Signal regulatory protein beta 2 is a novel positive regulator of innate anticancer immunity.

Abstract

In recent years, the therapeutic (re)activation of innate anticancer immunity has gained prominence, with therapeutic blocking of the interaction of Signal Regulatory Protein (SIRP)-α with its ligand CD47 yielding complete responses in refractory and relapsed B cell lymphoma patients. SIRP-α has as crucial inhibitory role on phagocytes, with e.g., its aberrant activation enabling the escape of cancer cells from immune surveillance. SIRP-α belongs to a family of paired receptors comprised of not only immune-inhibitory, but also putative immune-stimulatory receptors. Here, we report that an as yet uninvestigated SIRP family member, SIRP-beta 2 (SIRP-ß2), is strongly expressed under normal physiological conditions in macrophages and granulocytes at protein level. Endogenous expression of SIRP-ß2 on granulocytes correlated with trogocytosis of cancer cells. Further, ectopic expression of SIRP-ß2 stimulated macrophage adhesion, differentiation and cancer cell phagocytosis as well as potentiated macrophage-mediated activation of T cell Receptor-specific T cell activation.

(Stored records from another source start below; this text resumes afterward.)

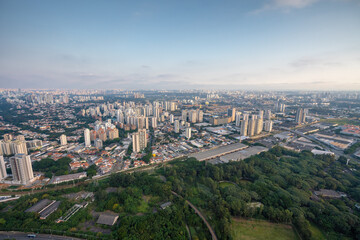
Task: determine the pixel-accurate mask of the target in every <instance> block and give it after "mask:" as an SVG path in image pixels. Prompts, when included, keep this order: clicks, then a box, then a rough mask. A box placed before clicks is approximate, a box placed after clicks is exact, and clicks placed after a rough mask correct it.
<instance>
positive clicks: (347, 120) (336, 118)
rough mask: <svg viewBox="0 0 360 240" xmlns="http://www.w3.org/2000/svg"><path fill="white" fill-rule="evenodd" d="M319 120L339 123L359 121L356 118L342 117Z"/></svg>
mask: <svg viewBox="0 0 360 240" xmlns="http://www.w3.org/2000/svg"><path fill="white" fill-rule="evenodd" d="M321 122H329V123H337V124H339V125H346V124H350V125H360V121H359V120H356V119H343V118H331V119H322V120H321Z"/></svg>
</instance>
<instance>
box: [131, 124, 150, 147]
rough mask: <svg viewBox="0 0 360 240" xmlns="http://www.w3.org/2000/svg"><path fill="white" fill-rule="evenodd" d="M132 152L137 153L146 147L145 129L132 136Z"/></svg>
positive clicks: (145, 136) (138, 131) (138, 130)
mask: <svg viewBox="0 0 360 240" xmlns="http://www.w3.org/2000/svg"><path fill="white" fill-rule="evenodd" d="M132 142H133V152H135V153H138V152H140V151H141V150H143V149H144V148H146V146H147V137H146V129H139V130H138V132H137V133H134V134H133V135H132Z"/></svg>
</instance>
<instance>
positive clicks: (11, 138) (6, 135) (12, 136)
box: [4, 133, 13, 141]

SIRP-ß2 recruited the immune activating adaptor protein DAP12 to positively regulate innate immunity, with the charged lysine 202 of SIRP-ß2 being responsible for interaction with DAP12. Mutation of lysine 202 to leucine lead to a complete loss of the increased adhesion and phagocytosis. In conclusion, SIRP-ß2 is a novel positive regulator of innate anticancer immunity and a potential costimulatory target for innate immunotherapy.